This linked to list of extant megafauna is quite varied (and a little sparse?). Let's organize it a bit:
African Megafauna
- Gorilla
- Black Rhino
- Hippo
- Ostrich
- Elephant (African)
- Lion
- Giraffe
- African Buffalo
- Zebra
This is notably the largest list of any category. According to Jared Diamond in Guns, Germs, & Steel, there's a good reason for that. Humans evolved alongside these animals in Africa, so they learned to deal with the growing capabilities of Honinids slowly over millions of years, at a pace their evolution could handle, rather than getting fully-evolved Homo Sapiens dropped on them cold.
SE Asian Megafauna
- Asian Elephant
- Tiger
- Giant Boa
- Wild Water Buffalo
Jared didn't go into this one, but SE Asia was the first place we know of hominids spreading to outside of Africa (about 2 million years ago). So if his thesis holds water, then you'd expect some of these to have survived as well, since they also got introduced to hominids rather early on, when their hunting capabilities weren't as great.
Aguatic Megafauna
- Whales (toothed and untoothed)
- Crocodilians
- Sharks
- Mantas
- Assorted Giant fish
- Giant Octopi & Squid
The explanation here seems rather obvious: Humans aren't aquatic creatures.

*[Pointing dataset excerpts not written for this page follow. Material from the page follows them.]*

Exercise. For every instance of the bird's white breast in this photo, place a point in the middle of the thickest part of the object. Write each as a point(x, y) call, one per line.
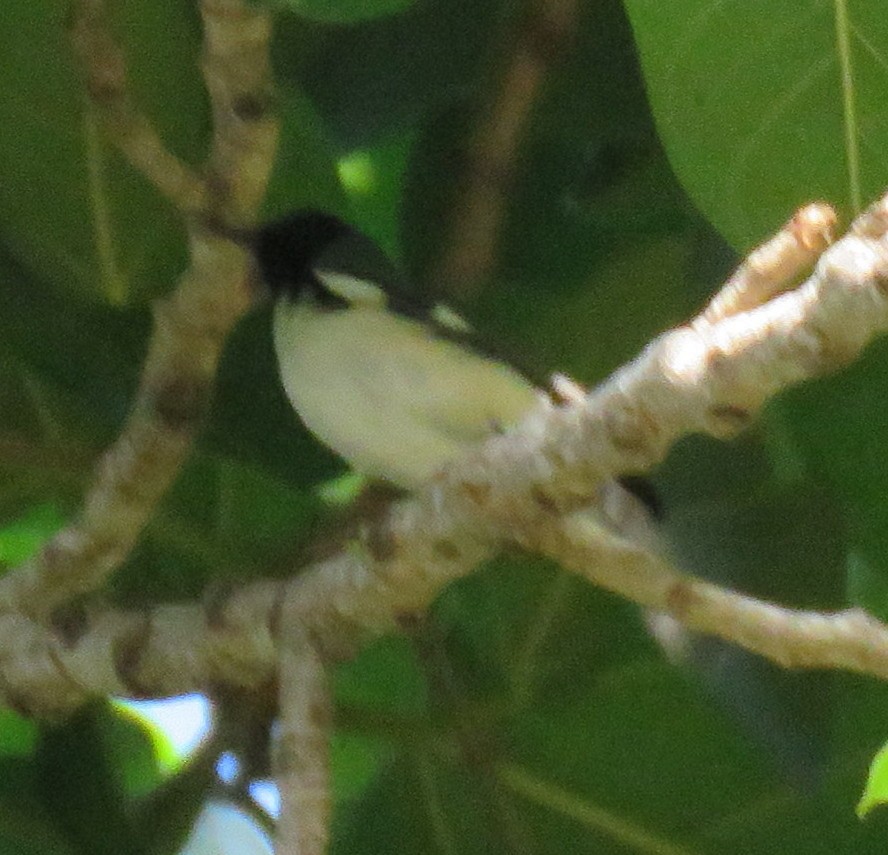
point(386, 395)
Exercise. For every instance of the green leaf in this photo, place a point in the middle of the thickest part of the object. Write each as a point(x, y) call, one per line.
point(876, 790)
point(344, 11)
point(765, 105)
point(71, 209)
point(383, 76)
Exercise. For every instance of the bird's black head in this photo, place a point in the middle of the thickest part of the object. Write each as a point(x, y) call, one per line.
point(286, 249)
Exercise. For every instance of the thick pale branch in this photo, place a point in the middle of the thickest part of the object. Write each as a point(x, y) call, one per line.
point(190, 326)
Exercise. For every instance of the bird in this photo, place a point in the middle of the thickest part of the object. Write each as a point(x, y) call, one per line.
point(394, 381)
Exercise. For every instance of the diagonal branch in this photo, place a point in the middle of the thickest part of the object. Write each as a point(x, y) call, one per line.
point(543, 486)
point(479, 209)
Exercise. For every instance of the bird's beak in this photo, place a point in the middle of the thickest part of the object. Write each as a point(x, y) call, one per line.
point(243, 237)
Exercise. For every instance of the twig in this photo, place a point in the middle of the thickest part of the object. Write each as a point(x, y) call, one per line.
point(190, 326)
point(104, 68)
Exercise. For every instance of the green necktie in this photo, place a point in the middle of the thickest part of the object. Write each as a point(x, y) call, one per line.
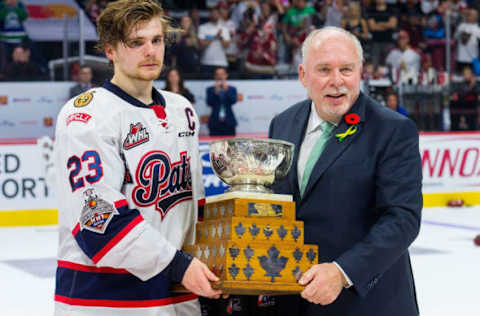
point(317, 149)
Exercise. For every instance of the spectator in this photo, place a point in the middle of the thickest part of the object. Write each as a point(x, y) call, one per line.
point(214, 40)
point(174, 83)
point(85, 76)
point(333, 12)
point(382, 23)
point(187, 49)
point(238, 12)
point(392, 103)
point(227, 22)
point(464, 103)
point(404, 61)
point(467, 38)
point(21, 68)
point(428, 74)
point(262, 55)
point(354, 23)
point(411, 21)
point(221, 97)
point(295, 27)
point(12, 32)
point(429, 6)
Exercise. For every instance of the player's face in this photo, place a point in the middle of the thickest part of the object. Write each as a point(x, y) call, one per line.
point(141, 56)
point(331, 73)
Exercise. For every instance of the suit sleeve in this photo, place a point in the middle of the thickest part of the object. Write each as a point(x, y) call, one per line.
point(399, 201)
point(90, 175)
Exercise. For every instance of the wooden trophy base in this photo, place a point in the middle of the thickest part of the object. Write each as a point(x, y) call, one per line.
point(250, 288)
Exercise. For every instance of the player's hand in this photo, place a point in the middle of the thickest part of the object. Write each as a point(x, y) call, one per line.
point(197, 280)
point(324, 283)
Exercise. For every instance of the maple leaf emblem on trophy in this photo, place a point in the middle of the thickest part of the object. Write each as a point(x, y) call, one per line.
point(273, 264)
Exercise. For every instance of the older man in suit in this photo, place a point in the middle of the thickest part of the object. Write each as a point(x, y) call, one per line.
point(356, 180)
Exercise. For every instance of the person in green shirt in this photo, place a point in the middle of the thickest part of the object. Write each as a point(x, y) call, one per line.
point(295, 25)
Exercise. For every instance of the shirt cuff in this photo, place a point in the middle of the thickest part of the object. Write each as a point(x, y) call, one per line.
point(349, 282)
point(177, 267)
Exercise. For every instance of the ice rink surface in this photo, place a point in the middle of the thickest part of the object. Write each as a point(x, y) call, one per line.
point(445, 261)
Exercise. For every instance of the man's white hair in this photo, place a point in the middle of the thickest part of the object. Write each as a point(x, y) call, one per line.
point(328, 30)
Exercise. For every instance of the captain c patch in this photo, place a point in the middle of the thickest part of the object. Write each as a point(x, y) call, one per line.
point(83, 100)
point(136, 136)
point(96, 213)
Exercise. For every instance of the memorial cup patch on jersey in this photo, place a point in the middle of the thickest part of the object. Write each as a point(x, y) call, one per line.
point(84, 99)
point(161, 182)
point(96, 213)
point(161, 115)
point(136, 136)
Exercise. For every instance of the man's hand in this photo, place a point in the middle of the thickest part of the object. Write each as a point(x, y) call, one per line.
point(324, 283)
point(197, 279)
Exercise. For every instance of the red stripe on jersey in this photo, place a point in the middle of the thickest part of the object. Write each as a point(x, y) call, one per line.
point(115, 240)
point(120, 203)
point(76, 230)
point(91, 269)
point(125, 304)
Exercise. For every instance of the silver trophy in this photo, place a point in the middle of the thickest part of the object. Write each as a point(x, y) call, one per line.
point(251, 164)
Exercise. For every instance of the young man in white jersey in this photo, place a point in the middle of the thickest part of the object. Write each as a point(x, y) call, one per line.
point(129, 181)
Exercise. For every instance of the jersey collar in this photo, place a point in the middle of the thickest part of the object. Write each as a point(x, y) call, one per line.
point(157, 97)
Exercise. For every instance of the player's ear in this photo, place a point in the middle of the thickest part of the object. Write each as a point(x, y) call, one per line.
point(110, 51)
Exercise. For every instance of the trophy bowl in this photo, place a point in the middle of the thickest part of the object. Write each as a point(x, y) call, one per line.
point(251, 164)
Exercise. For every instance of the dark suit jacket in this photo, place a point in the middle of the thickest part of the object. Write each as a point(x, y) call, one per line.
point(215, 100)
point(362, 207)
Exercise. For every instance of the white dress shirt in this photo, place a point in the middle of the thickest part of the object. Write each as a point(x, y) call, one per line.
point(312, 133)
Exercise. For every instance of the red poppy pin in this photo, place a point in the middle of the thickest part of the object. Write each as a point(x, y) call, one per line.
point(352, 119)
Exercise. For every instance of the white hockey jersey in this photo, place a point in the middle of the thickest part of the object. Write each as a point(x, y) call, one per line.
point(129, 187)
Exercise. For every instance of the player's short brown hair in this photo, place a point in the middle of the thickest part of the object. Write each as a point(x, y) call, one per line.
point(120, 17)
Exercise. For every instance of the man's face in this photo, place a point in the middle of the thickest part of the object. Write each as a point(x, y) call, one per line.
point(331, 73)
point(141, 56)
point(85, 75)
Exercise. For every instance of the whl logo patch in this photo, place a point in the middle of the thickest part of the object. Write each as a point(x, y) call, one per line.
point(136, 136)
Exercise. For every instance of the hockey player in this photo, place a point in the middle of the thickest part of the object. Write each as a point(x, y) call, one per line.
point(129, 181)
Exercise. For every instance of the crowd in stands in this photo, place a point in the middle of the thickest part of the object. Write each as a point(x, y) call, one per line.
point(404, 40)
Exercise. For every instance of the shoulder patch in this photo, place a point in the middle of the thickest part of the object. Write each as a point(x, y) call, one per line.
point(84, 99)
point(96, 213)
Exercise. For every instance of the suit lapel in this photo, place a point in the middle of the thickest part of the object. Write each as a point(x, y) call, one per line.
point(299, 127)
point(334, 148)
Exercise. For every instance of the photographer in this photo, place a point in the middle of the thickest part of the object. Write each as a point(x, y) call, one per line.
point(214, 41)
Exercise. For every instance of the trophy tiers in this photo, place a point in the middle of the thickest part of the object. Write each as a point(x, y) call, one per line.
point(255, 246)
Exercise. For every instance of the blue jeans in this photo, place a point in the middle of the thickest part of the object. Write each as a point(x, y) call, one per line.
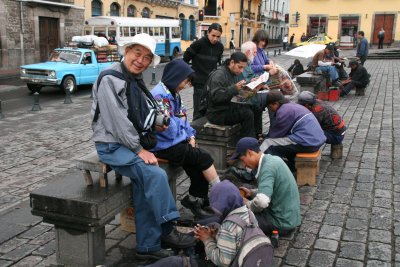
point(333, 139)
point(152, 198)
point(331, 70)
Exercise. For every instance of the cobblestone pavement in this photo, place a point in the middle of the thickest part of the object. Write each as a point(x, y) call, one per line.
point(351, 218)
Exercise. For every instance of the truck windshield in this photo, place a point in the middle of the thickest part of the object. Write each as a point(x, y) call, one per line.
point(67, 56)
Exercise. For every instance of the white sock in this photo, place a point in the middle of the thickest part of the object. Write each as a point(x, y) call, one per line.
point(215, 181)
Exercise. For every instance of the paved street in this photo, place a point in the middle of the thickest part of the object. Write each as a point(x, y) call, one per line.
point(350, 219)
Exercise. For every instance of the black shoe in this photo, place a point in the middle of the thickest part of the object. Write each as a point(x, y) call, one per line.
point(196, 204)
point(154, 255)
point(176, 239)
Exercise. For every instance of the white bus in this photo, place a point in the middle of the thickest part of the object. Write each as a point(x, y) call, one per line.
point(166, 31)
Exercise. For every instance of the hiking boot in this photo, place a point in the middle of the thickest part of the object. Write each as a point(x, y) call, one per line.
point(154, 255)
point(196, 204)
point(176, 239)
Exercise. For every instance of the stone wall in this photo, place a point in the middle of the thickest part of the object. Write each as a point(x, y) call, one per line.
point(12, 56)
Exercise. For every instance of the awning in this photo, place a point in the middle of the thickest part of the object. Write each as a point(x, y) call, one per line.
point(51, 3)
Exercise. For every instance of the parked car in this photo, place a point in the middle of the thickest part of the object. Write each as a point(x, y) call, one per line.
point(68, 68)
point(320, 39)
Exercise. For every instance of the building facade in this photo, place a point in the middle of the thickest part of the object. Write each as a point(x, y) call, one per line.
point(341, 19)
point(31, 29)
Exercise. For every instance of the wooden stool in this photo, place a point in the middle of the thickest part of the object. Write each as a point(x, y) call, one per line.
point(307, 167)
point(337, 151)
point(91, 162)
point(360, 91)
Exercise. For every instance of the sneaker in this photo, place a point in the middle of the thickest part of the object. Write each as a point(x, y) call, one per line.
point(176, 239)
point(154, 255)
point(195, 204)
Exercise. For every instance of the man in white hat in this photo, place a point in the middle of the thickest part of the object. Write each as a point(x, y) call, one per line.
point(123, 124)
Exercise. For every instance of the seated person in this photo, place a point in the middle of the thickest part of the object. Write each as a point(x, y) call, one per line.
point(293, 129)
point(296, 68)
point(177, 143)
point(329, 119)
point(261, 62)
point(276, 201)
point(359, 78)
point(324, 61)
point(221, 89)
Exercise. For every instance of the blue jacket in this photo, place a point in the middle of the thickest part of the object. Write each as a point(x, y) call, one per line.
point(259, 61)
point(179, 129)
point(298, 124)
point(362, 48)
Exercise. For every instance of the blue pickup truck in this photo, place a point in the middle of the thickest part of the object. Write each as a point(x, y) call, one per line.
point(67, 68)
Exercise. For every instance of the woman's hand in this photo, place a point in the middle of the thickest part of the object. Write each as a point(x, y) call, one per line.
point(202, 232)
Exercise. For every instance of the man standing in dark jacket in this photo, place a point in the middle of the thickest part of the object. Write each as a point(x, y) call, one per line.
point(222, 89)
point(359, 77)
point(204, 54)
point(362, 47)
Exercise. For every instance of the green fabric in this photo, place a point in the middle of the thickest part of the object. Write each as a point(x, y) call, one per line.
point(277, 182)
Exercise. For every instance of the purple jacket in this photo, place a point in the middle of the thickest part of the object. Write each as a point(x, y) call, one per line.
point(259, 61)
point(298, 124)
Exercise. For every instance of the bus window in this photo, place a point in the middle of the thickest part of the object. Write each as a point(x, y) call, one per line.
point(88, 31)
point(156, 31)
point(125, 31)
point(133, 31)
point(100, 31)
point(176, 32)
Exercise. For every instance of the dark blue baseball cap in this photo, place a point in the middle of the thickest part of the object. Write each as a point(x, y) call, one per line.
point(243, 145)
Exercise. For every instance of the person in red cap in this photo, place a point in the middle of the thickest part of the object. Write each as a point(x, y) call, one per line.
point(276, 201)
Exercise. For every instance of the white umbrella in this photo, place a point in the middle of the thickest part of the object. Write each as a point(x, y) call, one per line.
point(306, 51)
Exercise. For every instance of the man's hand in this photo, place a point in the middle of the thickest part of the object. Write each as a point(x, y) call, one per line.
point(147, 157)
point(240, 85)
point(245, 192)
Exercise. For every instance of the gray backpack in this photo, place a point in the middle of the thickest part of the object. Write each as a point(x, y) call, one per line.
point(255, 248)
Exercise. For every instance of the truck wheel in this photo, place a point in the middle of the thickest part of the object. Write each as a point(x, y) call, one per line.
point(69, 84)
point(34, 87)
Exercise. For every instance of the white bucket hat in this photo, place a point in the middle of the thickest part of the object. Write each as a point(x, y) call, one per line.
point(142, 39)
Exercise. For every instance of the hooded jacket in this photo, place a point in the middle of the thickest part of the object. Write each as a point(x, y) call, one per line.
point(204, 57)
point(179, 129)
point(298, 124)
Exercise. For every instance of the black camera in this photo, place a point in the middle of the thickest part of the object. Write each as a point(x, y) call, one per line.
point(161, 120)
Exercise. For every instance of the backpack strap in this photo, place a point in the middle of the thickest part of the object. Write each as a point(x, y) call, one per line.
point(102, 74)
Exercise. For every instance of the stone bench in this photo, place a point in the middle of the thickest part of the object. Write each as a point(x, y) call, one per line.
point(307, 167)
point(216, 140)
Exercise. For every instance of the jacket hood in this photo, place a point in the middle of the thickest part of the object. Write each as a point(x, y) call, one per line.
point(174, 73)
point(225, 197)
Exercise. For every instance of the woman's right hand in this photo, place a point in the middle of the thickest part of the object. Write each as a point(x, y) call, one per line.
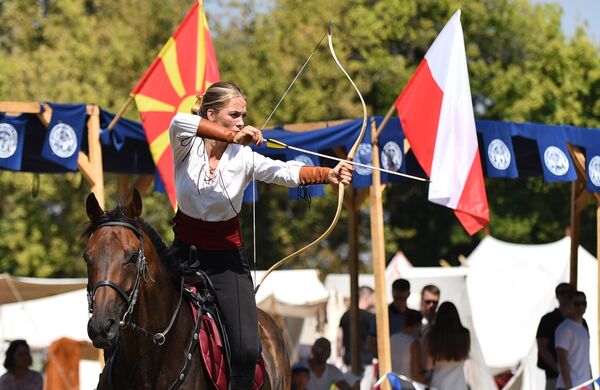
point(249, 135)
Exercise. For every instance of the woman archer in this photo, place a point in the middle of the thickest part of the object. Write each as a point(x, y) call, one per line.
point(213, 166)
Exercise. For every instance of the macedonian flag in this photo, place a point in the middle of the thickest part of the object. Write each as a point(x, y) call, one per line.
point(185, 66)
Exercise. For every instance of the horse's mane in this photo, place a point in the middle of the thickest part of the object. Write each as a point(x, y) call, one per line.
point(164, 251)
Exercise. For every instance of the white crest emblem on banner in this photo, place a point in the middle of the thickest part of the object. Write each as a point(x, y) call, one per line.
point(499, 154)
point(364, 155)
point(303, 158)
point(63, 140)
point(556, 161)
point(594, 170)
point(391, 158)
point(9, 139)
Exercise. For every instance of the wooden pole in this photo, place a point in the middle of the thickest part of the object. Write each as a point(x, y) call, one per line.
point(95, 154)
point(120, 113)
point(378, 255)
point(598, 262)
point(575, 232)
point(353, 257)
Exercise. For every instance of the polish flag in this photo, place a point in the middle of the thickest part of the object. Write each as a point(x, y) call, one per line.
point(436, 112)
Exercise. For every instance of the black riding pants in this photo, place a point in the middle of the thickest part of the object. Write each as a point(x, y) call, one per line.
point(230, 275)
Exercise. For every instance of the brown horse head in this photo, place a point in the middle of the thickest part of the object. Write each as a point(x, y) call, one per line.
point(116, 264)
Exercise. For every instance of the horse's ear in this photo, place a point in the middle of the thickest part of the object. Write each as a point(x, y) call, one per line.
point(93, 207)
point(134, 208)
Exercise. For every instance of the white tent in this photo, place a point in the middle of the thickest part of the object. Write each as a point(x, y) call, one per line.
point(511, 286)
point(501, 296)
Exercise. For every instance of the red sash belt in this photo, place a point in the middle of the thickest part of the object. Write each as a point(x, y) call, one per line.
point(219, 235)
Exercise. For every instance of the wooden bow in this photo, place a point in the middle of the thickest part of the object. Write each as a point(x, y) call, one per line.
point(351, 155)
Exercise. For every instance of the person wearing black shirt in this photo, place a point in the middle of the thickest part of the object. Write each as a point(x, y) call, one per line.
point(547, 359)
point(365, 316)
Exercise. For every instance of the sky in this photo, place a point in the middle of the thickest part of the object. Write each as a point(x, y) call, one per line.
point(579, 12)
point(576, 13)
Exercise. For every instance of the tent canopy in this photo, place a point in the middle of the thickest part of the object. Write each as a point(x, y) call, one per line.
point(15, 289)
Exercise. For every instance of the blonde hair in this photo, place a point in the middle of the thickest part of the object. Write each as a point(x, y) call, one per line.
point(216, 97)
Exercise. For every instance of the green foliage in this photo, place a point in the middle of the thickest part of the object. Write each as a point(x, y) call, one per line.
point(521, 66)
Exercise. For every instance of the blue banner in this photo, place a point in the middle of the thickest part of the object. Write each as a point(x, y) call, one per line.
point(64, 135)
point(12, 141)
point(362, 177)
point(499, 153)
point(391, 150)
point(554, 156)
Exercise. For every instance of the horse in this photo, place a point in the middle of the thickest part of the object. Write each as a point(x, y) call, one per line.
point(138, 317)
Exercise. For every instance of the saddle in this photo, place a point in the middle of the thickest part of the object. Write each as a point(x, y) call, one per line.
point(212, 340)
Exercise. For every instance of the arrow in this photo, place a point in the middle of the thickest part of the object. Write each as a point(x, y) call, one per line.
point(273, 143)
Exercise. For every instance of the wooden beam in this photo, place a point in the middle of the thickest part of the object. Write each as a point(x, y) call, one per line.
point(301, 127)
point(576, 190)
point(598, 271)
point(353, 223)
point(578, 160)
point(141, 183)
point(378, 256)
point(95, 154)
point(20, 107)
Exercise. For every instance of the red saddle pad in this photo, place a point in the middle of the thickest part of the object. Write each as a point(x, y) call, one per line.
point(213, 355)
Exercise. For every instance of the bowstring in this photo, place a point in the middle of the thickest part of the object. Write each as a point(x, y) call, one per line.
point(261, 129)
point(293, 81)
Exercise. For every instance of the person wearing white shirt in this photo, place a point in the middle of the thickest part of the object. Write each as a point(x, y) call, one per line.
point(572, 341)
point(322, 374)
point(213, 165)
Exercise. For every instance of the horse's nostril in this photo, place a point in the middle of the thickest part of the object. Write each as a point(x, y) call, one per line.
point(110, 324)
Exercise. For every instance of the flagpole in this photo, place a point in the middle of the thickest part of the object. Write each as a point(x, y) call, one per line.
point(120, 113)
point(386, 118)
point(378, 260)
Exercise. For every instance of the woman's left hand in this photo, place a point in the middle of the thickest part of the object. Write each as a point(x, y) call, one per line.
point(342, 173)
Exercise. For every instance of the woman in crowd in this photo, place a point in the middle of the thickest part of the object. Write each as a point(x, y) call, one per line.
point(447, 345)
point(17, 363)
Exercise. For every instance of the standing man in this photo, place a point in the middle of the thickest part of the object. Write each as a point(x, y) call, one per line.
point(430, 297)
point(573, 347)
point(546, 330)
point(396, 310)
point(366, 297)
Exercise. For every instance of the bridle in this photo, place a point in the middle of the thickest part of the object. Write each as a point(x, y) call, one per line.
point(131, 298)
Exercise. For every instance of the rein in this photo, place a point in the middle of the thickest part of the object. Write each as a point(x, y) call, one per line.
point(158, 338)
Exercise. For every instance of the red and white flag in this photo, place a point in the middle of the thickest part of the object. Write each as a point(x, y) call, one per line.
point(436, 113)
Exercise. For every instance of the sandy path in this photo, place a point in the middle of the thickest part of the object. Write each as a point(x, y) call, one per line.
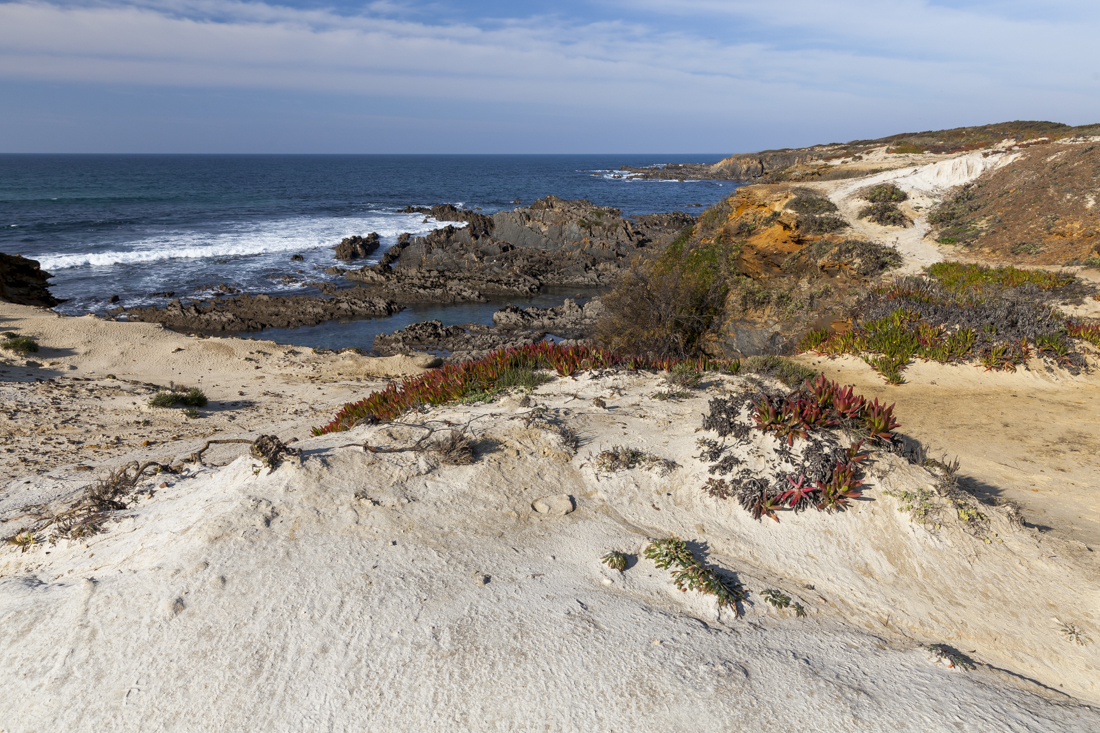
point(388, 591)
point(1029, 436)
point(61, 412)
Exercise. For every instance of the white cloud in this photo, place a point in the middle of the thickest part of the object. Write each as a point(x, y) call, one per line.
point(722, 63)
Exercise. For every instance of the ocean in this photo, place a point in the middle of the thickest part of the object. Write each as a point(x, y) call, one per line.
point(140, 227)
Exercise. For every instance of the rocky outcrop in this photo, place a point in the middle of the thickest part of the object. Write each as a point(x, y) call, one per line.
point(512, 327)
point(480, 223)
point(356, 248)
point(23, 282)
point(553, 242)
point(252, 313)
point(567, 320)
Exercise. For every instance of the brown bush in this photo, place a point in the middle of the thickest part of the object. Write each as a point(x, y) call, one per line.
point(661, 309)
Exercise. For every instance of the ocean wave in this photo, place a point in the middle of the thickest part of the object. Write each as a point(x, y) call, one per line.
point(245, 240)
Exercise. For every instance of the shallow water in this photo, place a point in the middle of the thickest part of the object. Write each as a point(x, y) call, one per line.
point(361, 332)
point(144, 226)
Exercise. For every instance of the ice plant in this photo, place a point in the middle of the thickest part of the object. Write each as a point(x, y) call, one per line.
point(879, 420)
point(798, 493)
point(453, 382)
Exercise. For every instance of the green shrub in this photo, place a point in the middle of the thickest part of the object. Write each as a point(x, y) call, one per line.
point(886, 214)
point(886, 194)
point(662, 309)
point(193, 397)
point(23, 345)
point(821, 225)
point(1026, 248)
point(163, 400)
point(953, 219)
point(971, 277)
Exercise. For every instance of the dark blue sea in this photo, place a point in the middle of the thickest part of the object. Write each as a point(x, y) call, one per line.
point(142, 226)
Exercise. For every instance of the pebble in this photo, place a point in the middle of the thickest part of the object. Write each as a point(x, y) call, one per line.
point(558, 504)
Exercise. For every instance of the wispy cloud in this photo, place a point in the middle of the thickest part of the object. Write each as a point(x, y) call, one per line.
point(703, 63)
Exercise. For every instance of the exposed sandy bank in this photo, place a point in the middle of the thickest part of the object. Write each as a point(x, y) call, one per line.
point(58, 408)
point(389, 592)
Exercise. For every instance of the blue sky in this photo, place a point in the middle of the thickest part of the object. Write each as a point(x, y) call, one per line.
point(611, 76)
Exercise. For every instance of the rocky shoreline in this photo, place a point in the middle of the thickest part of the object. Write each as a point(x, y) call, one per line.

Hunting large creatures in the deep water they are capable of retreating to is no easy task for a human. Doing it at the scale required to wipe out a species seems right out prior to the modern era.
Arctic Megafauna
- Grizzly/Polar Bear
- Moose
- Musk Ox
It seems likely there's a weaker version of the effect with Aquatic animals going on here. Humans can live in the arctic, and hunt there. However, its not easy, and tougher to do at scale.
Domesticates
These survived because they were usefully domesticable. Their wild forbears are largely extinct.
Large Bovines (worldwide)
Outside of the African variety mentioned above, these creatures (barely) managed to live into the modern era, when men with horses and firearms nearly exterminated them all. Being big, fast, tough (by bow-and-arrow era standards) and relatively prolific may have helped them.
South America
This is actually a really small list, compared to what they had prior to the peopling of the continent. Anaconda are aquatic and largely live in places humans can't farm well. Rhea I don't know much about, but apparently they are very fast (40MPH). Likely the fastest land animal in South America. Their impressive survival capabilities are underscored by the fact that there's now feral populations of them in Germany and the UK.